Sebenarnya, secara alami hasil foto sudah terlihat dingin dan misterius karena unsur warna hijau, tapi bisa dibuat lebih dingin lagi dengan menambahkan warna biru. Saya mengubahnya saat olah foto via Lightroom.

Untuk menambahkan warna biru, saya mengatur White Balance ke 3000K (saya bisa mengubah temperatur WB karena saya memotret dengan format RAW) dan kemudian mengaktifkan split toning yang warna highlight (bagian terang) dan shadow (bagian gelap) saya set warna biru kemudian menaikkan saturasinya dengan hati-hati.
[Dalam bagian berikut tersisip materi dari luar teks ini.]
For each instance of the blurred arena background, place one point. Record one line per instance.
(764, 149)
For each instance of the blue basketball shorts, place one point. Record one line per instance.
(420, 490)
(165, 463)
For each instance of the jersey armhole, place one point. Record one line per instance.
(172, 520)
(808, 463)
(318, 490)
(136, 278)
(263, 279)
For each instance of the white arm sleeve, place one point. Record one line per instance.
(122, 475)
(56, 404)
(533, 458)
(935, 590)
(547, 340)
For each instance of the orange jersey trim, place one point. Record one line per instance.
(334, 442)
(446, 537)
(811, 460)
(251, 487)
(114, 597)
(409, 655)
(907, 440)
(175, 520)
Oke, bagaimana kalau tidak memiliki software dan tidak punya waktu untuk mengolah foto. Cara yang paling mendekati adalah set WB ke simbol gambar lampu bohlam (tungsten/incandescent) dan di bagian picture control/picture style, ubahlah setting color tone ke arah +4. Semakin positif nilainya, semakin dominan warna hijau (dingin).
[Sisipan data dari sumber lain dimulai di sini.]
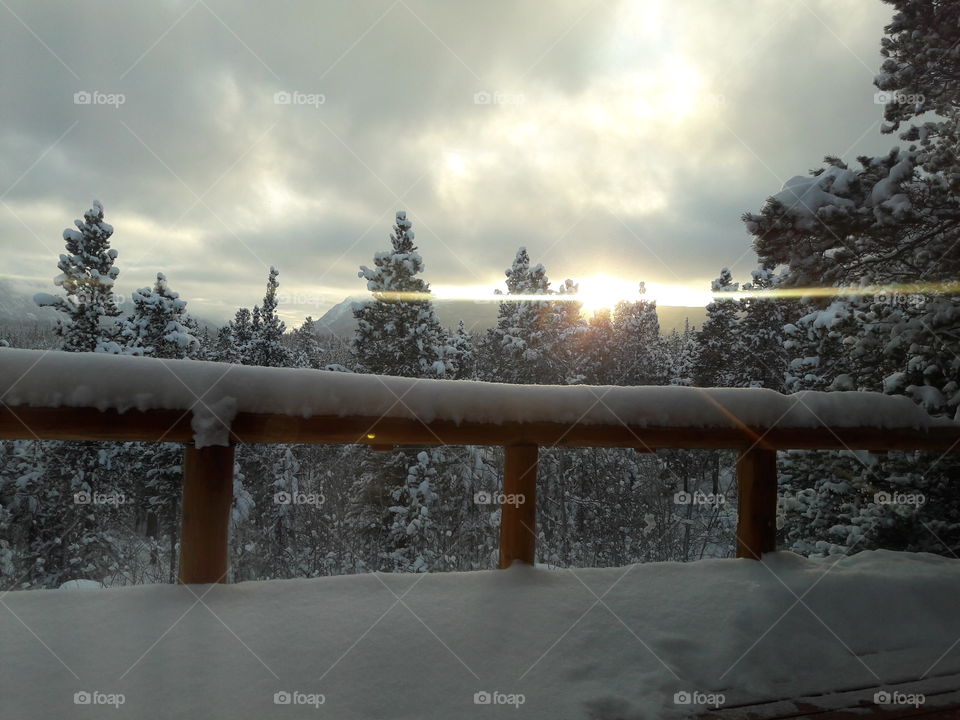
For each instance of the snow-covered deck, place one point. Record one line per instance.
(213, 406)
(216, 403)
(632, 642)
Sip, tidak sampai lima menit tapi suasana foto yang saya inginkan dapat tercapai.

Foto kiri adalah foto aslinya, eksposurnya agak gelap karena lupa meningkatkan kompensasi eksposur ke +1 atau membuat foto lebih terang. Kabut tebal yang reflektif mengecoh metering kamera.

Masuknya figur orang yang kecil memberikan kesan skala pada foto ini. Yang sebelah kiri terlihat sejuk dan dingin, setelah diolah, menjadi lebih dingin lagi dan agak seram.